The final position is also the one you’ll probably use most, laptop mode. From here the Yoga 11 is essentially an 11.6-inch ultrabook with a touch screen. That’s about 1.5 inches larger than most tablet screens and about an inch larger than the Surface RT's. Thanks to the larger screen, the Yoga 11 features a wider-than-usual keyboard compared with most tablets, and as a result is a bit more comfortable to type on. Thanks to its flat laptop bottom, the Yoga 11 is more conducive to typing from your actual lap; something I couldn't say about the Surface RT given its kickstand design. That said, however, the softer, wider keys of Surface RT's Touch Cover just plain feel better on my fingertips and is still my preferred typing tablet. One last useful note: adjusting the screen brightness on a Window RT tablet usually requires a couple levels of menu navigation, but the Yoga 11 thankfully features a brightness shortcut key that makes for a much less irritating task.

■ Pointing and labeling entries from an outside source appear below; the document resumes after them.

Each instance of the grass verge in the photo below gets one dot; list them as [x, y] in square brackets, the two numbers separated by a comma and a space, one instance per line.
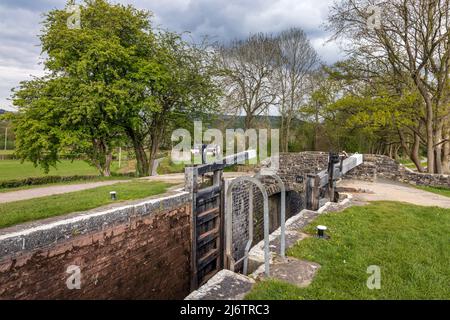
[441, 191]
[15, 170]
[13, 213]
[409, 243]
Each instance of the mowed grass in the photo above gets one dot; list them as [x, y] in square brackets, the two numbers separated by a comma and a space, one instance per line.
[13, 169]
[13, 213]
[441, 191]
[410, 244]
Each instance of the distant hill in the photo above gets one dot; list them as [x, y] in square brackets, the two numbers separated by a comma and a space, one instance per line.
[235, 122]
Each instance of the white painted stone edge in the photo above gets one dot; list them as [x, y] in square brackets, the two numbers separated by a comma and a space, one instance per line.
[214, 284]
[82, 217]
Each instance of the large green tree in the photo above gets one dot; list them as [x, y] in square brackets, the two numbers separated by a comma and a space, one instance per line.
[112, 81]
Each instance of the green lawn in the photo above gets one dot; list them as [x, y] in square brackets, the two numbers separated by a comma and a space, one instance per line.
[13, 213]
[35, 186]
[166, 166]
[440, 191]
[13, 169]
[410, 244]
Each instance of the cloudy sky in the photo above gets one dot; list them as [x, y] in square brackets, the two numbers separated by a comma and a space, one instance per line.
[220, 19]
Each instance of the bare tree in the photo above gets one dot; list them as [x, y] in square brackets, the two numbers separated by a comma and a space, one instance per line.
[295, 61]
[247, 66]
[413, 38]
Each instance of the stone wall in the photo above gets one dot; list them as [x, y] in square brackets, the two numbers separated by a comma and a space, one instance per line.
[383, 167]
[241, 205]
[140, 251]
[293, 170]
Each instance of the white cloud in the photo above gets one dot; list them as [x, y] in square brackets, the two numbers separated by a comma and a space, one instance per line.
[223, 20]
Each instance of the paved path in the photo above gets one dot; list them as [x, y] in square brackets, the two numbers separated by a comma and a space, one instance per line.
[177, 178]
[391, 191]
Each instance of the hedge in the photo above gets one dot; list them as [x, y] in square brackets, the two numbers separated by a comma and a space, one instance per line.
[50, 179]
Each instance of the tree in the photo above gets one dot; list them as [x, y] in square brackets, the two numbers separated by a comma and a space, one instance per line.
[182, 90]
[296, 59]
[247, 66]
[112, 81]
[413, 41]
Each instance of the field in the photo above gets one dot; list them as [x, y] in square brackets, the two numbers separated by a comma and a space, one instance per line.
[409, 243]
[13, 169]
[13, 213]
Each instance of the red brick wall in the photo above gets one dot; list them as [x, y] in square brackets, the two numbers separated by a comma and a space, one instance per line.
[148, 258]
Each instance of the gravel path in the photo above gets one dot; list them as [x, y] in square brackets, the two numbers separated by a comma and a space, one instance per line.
[177, 178]
[52, 190]
[391, 191]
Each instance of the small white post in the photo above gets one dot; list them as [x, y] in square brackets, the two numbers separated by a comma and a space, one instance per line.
[120, 157]
[6, 136]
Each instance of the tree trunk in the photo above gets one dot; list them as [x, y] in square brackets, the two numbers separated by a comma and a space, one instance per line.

Sticking with the whole "whisper: I'm really a laptop..." motif, the Yoga 11 is packed with ports. Along its left edge sits a headphone jack, a full USB port, a full HDMI port, followed by a speaker grille, and volume rocker. On the front edge is the power/sleep button, and on the right edge is a charging port, a full SD card slot, another full USB port, and another speaker grille.

It's good for using as a tablet on a desk, looking distinctive among other tablets, and when giving couch presentations. Josh Miller/CNET

Windows RT is still Windows RT
Windows RT is essentially the light version of Windows 8, designed specifically for ARM processors like the Tegra 3. RT gives you access to the complete Windows 8 "Metro" touch interface, including all ARM-based apps from the Windows Store. You also get full Windows 8 versions of Microsoft Office and Internet Explorer, run through what looks like a traditional Windows Desktop interface.